Monday, February 02, 2009

Going Hollywood with Mother Goose

Similar to efforts made for the 1933 cartoon Mickey's Gala Premier and the 1939 Donald Duck short The Autograph Hound, the Disney Studios transformed Hollywood celebrities onto celluloid in what became the most expensive of all Silly Symphonies, Mother Goose Goes Hollywood. Immensely popular and critically lauded when released in late 1938, it would, in unedited form, go on to languish for decades in the Disney vaults due to perceived offensive content related to its caricatures of African American personalities Cab Calloway, Fats Waller and Stepin Fetchit, and a brief blackface gag involving the animated incarnation of actress Katherine Hepburn. The Walt Disney Company finally made it available in uncut form in 2006 on the Walt Disney Treasures More Silly SymphoniesDVD.

The celebrity caricatures in Mother Goose Goes Hollywood are credited to Disney Legend Tee Hee, and they proved to be his baptism of fire into the Walt Disney Studios. Hee began working in Hollywood in the mid-1930s, drawing caricatures of contract stars for MGM's publicity department. He moved to Warner Bros. in 1936 where he would provide similar designs for the cartoon The Coo Coo Nut Grove. Despite a earlier failed interview with Disney Studio boss George Drake and art instructor Don Graham, Hee later allowed a neighbor's brother, who was an animator at the studio, to hand deliver to Walt a collection of his caricature drawings.

In an interview with Richard Hubler, Hee described how he manged to get in the door of the studio: "This was through these caricatures again. Thank goodness they were the entree because my drawings were not good enough and Walt liked the caricatures. He thought they were great and he said, 'I think we can use him on Mother Goose Goes to Hollywood,' the film that they had not been progressing very far with."

He was paired with Ed Penner to create a storyboard for the short. He described to Hubler the story meeting where he and Penner presented their ideas to Walt Disney:

"When we started going through it, I had enough ham in me that when it came to the parts of the characters, I would enact them, standing up in front of the people--there were about twelve or thirteen people there, including Walt. I did Katherine Hepburn saying, 'I've lost my sheep, really I have," . . . I was flitting around you know, like they would do. And I think Walt was entranced. He laughed, and all the other guys laughed too . . . Ed Penner and I, we had the conviction that Walt would like it, and while I'd never met him, I just felt this was what he would like. So when it was all over with he said,'Well, I think it's great. What do you guys think?' And they all said it was great. So I knew I had a friend."

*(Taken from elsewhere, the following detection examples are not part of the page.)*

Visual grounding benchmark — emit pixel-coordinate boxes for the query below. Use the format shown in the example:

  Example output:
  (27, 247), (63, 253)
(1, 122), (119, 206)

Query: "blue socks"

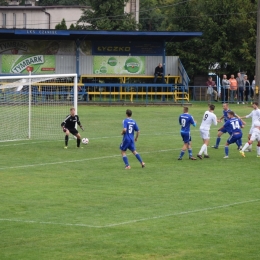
(180, 150), (185, 158)
(123, 156), (129, 166)
(135, 153), (142, 163)
(225, 146), (229, 156)
(216, 137), (221, 147)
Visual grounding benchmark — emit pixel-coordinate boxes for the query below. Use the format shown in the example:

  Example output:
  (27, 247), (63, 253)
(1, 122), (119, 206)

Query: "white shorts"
(250, 129), (260, 142)
(249, 126), (255, 135)
(200, 129), (209, 140)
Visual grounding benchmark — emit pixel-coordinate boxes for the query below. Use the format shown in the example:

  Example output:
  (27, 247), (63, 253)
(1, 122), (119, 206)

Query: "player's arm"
(135, 131), (140, 142)
(77, 116), (84, 131)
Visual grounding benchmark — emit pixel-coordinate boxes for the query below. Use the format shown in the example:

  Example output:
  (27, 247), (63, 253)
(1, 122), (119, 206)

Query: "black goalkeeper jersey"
(61, 115), (81, 129)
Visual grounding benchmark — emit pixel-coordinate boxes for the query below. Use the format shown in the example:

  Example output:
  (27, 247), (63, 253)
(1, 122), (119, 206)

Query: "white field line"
(0, 199), (260, 228)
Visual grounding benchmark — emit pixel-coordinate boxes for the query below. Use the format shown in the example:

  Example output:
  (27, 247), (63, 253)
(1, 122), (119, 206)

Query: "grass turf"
(0, 104), (260, 260)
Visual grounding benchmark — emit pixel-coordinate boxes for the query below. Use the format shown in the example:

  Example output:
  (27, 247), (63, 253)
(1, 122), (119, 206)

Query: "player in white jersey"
(240, 102), (260, 152)
(240, 117), (260, 157)
(197, 105), (219, 160)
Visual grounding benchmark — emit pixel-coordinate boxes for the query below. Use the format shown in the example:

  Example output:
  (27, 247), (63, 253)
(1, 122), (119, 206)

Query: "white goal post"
(0, 72), (78, 141)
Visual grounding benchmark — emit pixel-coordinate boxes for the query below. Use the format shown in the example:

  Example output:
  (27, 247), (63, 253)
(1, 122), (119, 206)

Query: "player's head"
(222, 103), (228, 110)
(183, 107), (189, 113)
(209, 105), (215, 111)
(253, 102), (258, 109)
(228, 111), (235, 118)
(125, 109), (132, 117)
(70, 107), (75, 116)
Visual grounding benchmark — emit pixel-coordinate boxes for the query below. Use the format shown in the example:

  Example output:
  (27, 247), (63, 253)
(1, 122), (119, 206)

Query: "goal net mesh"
(0, 75), (77, 141)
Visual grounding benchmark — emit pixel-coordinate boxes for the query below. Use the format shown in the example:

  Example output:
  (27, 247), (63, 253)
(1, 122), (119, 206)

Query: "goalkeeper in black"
(61, 107), (84, 149)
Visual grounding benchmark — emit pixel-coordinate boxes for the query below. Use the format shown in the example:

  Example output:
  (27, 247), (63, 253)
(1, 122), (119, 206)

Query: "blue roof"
(0, 29), (202, 42)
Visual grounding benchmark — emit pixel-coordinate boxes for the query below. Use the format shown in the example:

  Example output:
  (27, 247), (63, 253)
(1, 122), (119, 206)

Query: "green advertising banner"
(2, 55), (56, 74)
(93, 56), (146, 75)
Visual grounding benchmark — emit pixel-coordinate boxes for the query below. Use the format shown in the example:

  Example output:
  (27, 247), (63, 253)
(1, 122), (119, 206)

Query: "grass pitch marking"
(0, 199), (260, 228)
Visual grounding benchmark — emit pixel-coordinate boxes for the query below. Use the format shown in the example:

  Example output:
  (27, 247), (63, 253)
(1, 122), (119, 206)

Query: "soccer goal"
(0, 74), (78, 141)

The other creative powerhouse behind Mother Goose Goes Hollywood was Ward Kimball. Kimball animated more characters than anyone else on the crew, most notably the characters representing Hugh Herbert, the Marx Brothers and Cab Calloway.

As Hee observed, the project had been long in development when he was brought on board. According to authors Russell Merit and J.B.Kaufman, Hee combined the ideas from two previously unrealized Silly Symphonies--The Hollywoods and Mother Goose Land. Bill Cottrell, along with Joe Grant, (Grant had previously designed the star caricatures for Mickey's Gala Premier), conceived for The Hollywoods a forest setting filled with birds and animals based on Hollywood personalities. It was shelved primarily due to Warner Brother's release of The Coo Coo Nut Grove, which Hee, as mentioned, was instrumental in helping to create. Hee ultimately married this idea to the concept of Mother Goose Land, a short that was developed in the mid-1930s, but also later abandoned. A Walt Disney memo from 1935 summarized the idea for the short: "Jazz has taken the place of the old jingles, so Mother Goose takes them and puts them to a modern tempo with modern thoughts." This concept clearly evolved into the lively jazz-based finale led by the Cab Calloway and Fats Waller characters in Mother Goose Goes Hollywood.

Merit and Kaufman also noted " . . . so much story material was suggested for Mother Goose Goes to Hollywood that at one point, in the spring of 1937, Disney considered releasing it in two reels. Ultimately it was released as a standard one-reeler, but remained the most expensive of all the Silly Symphonies."

Mother Goose Goes Hollywood was certainly appreciated by the very show business community it both satirized and celebrated; it was nominated for the Academy Award for Best Cartoon Short Subject. It competed that year with three other Disney shorts, The Brave Little Tailor, The Good Scouts and Ferdinand the Bull. The popular and similarly acclaimed Ferdinand ultimately took the top prize.